Design a system that tracks overall public sentiment toward Netflix on social media over time. The system should ingest social media posts, classify sentiment, aggregate results, and surface trends — enabling stakeholders to monitor how public perception shifts in response to content releases, pricing changes, or other events.
This is an ML system design problem that combines data engineering, natural language processing, and analytics infrastructure.
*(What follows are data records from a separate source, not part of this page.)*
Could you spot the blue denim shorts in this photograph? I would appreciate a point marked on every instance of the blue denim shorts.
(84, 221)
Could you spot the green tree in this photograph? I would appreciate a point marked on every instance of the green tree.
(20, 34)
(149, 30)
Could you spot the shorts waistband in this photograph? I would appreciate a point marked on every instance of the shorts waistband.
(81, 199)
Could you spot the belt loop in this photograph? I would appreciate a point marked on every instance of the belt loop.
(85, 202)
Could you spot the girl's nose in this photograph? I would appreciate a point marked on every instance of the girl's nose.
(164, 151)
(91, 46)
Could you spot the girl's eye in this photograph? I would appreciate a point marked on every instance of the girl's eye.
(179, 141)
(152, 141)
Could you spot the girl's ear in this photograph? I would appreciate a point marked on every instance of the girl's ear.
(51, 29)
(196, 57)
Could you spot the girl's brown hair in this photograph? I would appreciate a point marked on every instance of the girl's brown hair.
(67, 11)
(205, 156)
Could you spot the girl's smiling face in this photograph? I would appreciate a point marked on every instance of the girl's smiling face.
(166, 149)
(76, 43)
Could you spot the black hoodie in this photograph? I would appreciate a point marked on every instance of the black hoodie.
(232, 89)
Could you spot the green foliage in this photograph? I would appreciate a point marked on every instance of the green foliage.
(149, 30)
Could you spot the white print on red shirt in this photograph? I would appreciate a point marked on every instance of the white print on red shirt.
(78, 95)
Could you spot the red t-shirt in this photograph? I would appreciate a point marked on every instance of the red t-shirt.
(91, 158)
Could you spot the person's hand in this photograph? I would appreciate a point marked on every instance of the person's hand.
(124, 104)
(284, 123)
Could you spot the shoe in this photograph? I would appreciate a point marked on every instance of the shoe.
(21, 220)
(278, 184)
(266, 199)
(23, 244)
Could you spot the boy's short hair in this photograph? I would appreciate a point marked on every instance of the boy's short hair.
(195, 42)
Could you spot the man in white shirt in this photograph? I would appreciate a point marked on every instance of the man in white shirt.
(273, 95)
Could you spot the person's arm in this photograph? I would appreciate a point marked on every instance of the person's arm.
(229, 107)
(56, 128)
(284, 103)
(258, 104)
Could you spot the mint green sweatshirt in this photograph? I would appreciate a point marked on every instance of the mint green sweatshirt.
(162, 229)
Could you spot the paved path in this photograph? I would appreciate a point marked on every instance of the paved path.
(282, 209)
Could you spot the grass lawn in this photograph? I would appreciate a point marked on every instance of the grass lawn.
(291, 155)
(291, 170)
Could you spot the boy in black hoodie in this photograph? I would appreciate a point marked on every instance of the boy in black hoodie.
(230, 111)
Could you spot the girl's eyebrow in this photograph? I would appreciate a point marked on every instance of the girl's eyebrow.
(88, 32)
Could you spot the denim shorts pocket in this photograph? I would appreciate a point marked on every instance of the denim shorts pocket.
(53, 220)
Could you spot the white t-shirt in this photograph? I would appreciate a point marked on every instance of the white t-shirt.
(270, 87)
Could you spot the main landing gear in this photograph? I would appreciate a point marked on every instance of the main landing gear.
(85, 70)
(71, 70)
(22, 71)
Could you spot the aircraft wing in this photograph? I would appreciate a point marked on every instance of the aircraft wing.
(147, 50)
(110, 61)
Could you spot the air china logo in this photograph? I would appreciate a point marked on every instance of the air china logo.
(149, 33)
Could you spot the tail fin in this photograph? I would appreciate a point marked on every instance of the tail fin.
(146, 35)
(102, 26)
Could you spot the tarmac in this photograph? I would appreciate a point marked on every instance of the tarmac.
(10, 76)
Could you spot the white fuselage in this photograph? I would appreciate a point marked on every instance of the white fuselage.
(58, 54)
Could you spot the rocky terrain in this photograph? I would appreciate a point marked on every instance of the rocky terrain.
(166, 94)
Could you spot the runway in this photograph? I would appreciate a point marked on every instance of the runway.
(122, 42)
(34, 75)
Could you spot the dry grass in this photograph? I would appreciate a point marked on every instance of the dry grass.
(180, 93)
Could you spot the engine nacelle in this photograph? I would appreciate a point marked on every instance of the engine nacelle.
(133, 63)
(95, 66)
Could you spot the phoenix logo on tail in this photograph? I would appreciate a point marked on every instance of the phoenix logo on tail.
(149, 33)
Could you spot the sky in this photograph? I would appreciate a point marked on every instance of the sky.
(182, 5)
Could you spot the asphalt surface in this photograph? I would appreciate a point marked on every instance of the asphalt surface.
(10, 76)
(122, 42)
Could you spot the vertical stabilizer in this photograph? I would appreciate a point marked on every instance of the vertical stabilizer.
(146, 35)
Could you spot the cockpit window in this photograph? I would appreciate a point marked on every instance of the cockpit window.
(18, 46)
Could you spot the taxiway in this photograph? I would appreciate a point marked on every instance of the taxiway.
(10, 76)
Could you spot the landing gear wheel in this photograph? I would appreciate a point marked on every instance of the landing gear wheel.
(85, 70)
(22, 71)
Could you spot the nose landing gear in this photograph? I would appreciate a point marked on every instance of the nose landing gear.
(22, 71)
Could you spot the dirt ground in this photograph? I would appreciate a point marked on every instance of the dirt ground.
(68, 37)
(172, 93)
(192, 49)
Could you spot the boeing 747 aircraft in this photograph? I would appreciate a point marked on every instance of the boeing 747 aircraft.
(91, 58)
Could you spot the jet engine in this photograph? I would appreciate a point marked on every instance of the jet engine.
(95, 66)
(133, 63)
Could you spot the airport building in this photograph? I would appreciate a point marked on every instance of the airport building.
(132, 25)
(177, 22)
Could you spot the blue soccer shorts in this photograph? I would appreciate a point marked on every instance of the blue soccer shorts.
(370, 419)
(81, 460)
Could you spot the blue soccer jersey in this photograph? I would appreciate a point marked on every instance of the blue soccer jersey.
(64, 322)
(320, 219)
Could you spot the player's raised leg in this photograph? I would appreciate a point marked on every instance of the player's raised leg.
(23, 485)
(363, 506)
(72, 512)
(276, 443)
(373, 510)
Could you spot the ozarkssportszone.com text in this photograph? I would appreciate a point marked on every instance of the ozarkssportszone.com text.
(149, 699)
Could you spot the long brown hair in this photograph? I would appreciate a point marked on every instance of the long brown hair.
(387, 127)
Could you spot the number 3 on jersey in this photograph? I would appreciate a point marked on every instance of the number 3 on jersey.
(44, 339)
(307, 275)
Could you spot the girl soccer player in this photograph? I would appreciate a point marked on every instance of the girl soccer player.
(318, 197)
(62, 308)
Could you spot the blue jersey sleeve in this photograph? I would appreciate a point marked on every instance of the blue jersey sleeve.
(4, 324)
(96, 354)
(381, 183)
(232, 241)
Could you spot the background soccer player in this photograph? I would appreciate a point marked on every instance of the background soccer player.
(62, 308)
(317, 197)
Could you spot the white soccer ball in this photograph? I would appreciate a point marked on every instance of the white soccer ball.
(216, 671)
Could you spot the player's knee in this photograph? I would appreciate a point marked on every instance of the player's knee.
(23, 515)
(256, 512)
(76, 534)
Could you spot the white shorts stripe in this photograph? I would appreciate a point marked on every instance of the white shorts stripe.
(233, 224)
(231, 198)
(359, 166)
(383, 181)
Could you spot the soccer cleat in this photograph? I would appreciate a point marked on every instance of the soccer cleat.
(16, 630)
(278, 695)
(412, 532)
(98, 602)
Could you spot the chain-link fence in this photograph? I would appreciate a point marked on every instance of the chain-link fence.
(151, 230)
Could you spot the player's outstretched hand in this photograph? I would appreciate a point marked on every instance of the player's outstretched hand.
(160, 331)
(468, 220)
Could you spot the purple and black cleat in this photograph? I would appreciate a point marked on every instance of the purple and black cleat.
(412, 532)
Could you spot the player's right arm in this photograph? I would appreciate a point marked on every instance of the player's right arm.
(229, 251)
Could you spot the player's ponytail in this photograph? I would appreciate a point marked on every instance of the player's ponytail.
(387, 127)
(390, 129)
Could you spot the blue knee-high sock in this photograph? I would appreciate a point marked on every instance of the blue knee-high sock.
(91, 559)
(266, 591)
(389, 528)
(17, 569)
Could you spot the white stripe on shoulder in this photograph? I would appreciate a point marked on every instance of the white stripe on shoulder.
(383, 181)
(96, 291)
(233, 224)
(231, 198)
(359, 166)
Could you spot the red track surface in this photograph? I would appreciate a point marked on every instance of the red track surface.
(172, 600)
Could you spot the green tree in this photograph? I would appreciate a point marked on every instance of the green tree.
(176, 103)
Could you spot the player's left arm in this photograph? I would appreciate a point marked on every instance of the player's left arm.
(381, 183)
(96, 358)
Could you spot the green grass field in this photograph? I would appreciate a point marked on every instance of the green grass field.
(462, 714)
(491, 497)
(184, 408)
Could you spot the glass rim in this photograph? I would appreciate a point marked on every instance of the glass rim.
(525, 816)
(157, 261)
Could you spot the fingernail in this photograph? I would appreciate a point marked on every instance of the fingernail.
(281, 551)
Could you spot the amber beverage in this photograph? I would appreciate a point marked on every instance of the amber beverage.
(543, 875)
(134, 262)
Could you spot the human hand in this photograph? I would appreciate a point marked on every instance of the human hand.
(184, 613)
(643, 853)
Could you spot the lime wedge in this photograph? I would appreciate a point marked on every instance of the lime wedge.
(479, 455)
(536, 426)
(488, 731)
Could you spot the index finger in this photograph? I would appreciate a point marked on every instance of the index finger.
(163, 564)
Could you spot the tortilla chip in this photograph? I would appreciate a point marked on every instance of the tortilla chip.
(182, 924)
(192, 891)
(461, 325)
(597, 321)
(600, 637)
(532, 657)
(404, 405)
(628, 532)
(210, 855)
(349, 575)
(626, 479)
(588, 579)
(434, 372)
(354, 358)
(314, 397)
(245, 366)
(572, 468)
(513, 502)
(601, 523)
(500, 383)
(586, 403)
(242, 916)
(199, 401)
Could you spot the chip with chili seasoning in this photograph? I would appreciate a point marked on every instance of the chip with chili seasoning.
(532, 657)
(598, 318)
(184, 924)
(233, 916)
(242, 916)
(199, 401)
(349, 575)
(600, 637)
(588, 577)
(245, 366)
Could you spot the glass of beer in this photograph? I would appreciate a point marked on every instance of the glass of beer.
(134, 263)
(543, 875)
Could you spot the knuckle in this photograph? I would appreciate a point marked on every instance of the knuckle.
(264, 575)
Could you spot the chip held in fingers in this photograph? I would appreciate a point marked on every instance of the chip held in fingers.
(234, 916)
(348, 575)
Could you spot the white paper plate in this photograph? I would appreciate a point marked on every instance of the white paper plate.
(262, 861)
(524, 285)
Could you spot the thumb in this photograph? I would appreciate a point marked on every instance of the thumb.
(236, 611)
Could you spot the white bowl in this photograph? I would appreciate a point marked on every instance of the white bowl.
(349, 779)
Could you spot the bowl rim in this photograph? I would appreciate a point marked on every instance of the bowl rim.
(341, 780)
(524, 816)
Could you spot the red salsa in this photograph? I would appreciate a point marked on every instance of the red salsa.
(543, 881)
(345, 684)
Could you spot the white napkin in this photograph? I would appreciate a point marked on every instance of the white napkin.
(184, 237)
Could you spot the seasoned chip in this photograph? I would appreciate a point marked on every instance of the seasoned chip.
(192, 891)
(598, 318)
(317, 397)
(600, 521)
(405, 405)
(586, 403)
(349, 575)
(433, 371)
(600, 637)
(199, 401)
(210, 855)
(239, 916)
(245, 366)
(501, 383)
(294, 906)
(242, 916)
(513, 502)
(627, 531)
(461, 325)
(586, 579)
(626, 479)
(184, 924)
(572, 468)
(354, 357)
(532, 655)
You should be prepared to discuss data ingestion pipelines, sentiment classification models, aggregation strategies, and how to visualize trends for business stakeholders.
Social media data ingestion -- collect posts from Twitter, Reddit, Instagram, and other platforms that mention Netflix or related keywords
Sentiment classification -- apply an ML model to classify each post as positive, negative, or neutral
Aggregation and trending -- aggregate sentiment scores over time windows (hourly, daily, weekly) to detect shifts
Event correlation -- enable stakeholders to correlate sentiment changes with specific events (new show releases, pricing announcements)
Dashboard and alerting -- surface aggregated sentiment metrics and alert when sentiment drops significantly
High throughput -- process millions of social media posts per day across multiple platforms
Near real-time processing -- sentiment scores should be updated frequently enough to catch rapid shifts
Scalability -- the ingestion and processing pipeline should scale horizontally as data volume grows
Model accuracy -- sentiment classification should be accurate enough to provide actionable insights
Data retention -- store historical sentiment data for trend analysis over months or years
Based on real interview experiences, these are the areas interviewers probe most deeply:
Interviewers want to see how you collect data from multiple social media platforms and handle the volume and variety of posts.
Use streaming APIs (Twitter API, Reddit API) and batch ingestion for platforms without streaming support
Design a message queue (Kafka) to buffer incoming posts before processing
Handle rate limits and API quotas from social media platforms
Filter posts to those relevant to Netflix using keyword matching or entity recognition
Store raw posts for reprocessing if the sentiment model is updated
Interviewers probe on your ML model choice and how you train and deploy it.
Pre-trained models (BERT, RoBERTa) fine-tuned on social media sentiment datasets
Simpler baseline models (logistic regression on TF-IDF features) for comparison
Handling emoji, slang, and informal language common in social media
Multi-class classification (positive, negative, neutral) or regression (sentiment score)
Consider domain-specific vocabulary (show names, character names, Netflix-specific terms)
Interviewers want to see how you aggregate individual sentiment scores into meaningful trends.
Interviewers expect you to discuss how the sentiment model is trained and retrained over time.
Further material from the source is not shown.